Journal étudiant de Coralie Nadeau

l'Opiniâtre

Le 7e étage :

La légende


Partie 2


Les avertissements n'existent pas pour rien

















     -     Tout ça pour ça ! s'écria Jean.

Les trois amis venaient à peine d'entrer dans la pièce sombre, et déjà toute la peur qu'ils avaient pu ressentir s'était évaporée. Devant eux se trouvait le plus banal de tous les placards de concierges. La pièce, qui ne mesurait pas plus de 10 m2, était encombrée de balais, de vadrouilles, d'aspirateurs et de chiffons de toutes sortes. Le tout dégageait une odeur à mi-chemin entre la moisissure et le rat mort, ce qui fit grimacer les élèves.

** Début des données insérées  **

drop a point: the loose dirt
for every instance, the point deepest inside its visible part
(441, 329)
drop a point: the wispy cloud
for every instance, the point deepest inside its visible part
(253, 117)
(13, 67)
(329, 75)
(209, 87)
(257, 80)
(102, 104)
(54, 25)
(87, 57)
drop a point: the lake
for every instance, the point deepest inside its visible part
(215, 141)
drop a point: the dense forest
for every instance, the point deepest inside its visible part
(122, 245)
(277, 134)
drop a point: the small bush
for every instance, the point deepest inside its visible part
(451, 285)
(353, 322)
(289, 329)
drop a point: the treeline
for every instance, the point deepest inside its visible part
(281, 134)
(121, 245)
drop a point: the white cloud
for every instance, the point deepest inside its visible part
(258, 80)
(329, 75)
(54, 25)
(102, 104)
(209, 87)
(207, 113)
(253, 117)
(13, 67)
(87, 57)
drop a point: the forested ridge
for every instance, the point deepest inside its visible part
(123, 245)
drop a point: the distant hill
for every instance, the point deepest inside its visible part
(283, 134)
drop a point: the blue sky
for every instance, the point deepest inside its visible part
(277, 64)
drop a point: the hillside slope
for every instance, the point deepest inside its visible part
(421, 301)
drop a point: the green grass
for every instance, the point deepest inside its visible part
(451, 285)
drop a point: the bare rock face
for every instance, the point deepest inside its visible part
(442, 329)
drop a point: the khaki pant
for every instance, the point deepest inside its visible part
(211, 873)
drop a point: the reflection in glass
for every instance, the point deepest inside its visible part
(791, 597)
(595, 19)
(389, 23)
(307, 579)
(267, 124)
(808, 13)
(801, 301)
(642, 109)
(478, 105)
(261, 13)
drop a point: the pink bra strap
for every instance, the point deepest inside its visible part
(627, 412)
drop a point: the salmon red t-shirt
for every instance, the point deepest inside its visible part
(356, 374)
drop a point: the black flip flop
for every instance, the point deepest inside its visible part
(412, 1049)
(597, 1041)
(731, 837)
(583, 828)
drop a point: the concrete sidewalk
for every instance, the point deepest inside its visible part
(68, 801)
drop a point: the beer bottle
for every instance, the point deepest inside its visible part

     -     Pouah, qu'est-ce que ça pue ici ! dit Yvan en se pinçant le nez.

     -     Quelle ironie, remarqua Marie. Voici un placard qui aurait bien besoin d'un peu de ménage.

En effet, il était impossible de faire un pas dans la pièce sans marcher sur une brosse ou renverser des bidons de produits javellisant. Mais Jean, pour qui le défi ne faisait jamais peur, s'aventura dans cette jungle de manches à balais, bientôt suivi par ses camarades.

     -     Je suis sûr qu'il y a des choses cachées ici ; un banal placard de concierge est l'endroit idéal pour dissimuler des objets, dit Jean.

     -     Je suis d'accord avec toi, ajouta Yvan avant de se prendre un manche de serpillère dans l'œil. Aïe ! pesta-t-il. Ça n'a que des désavantages d'être grand, se désola le garçon.

Effectivement, Jean et Marie étaient assez petits pour que les manches en bois dépassent légèrement leur dessus de tête. Malheureusement, la grande carrure d'Yvan exposait son visage aux manches de râteaux, serpillères et autres balais étranges dont seuls les concierges connaissent la véritable fonction.

Dès que tous les enfants furent rentrés,  ils se mirent à fouiller la pièce de fond en comble. Pour circuler, ils devaient sans arrêt écarter des aspirateurs et des appareils de nettoyage, un peu comme des pirates se frayant un chemin dans une jungle à coups de machette.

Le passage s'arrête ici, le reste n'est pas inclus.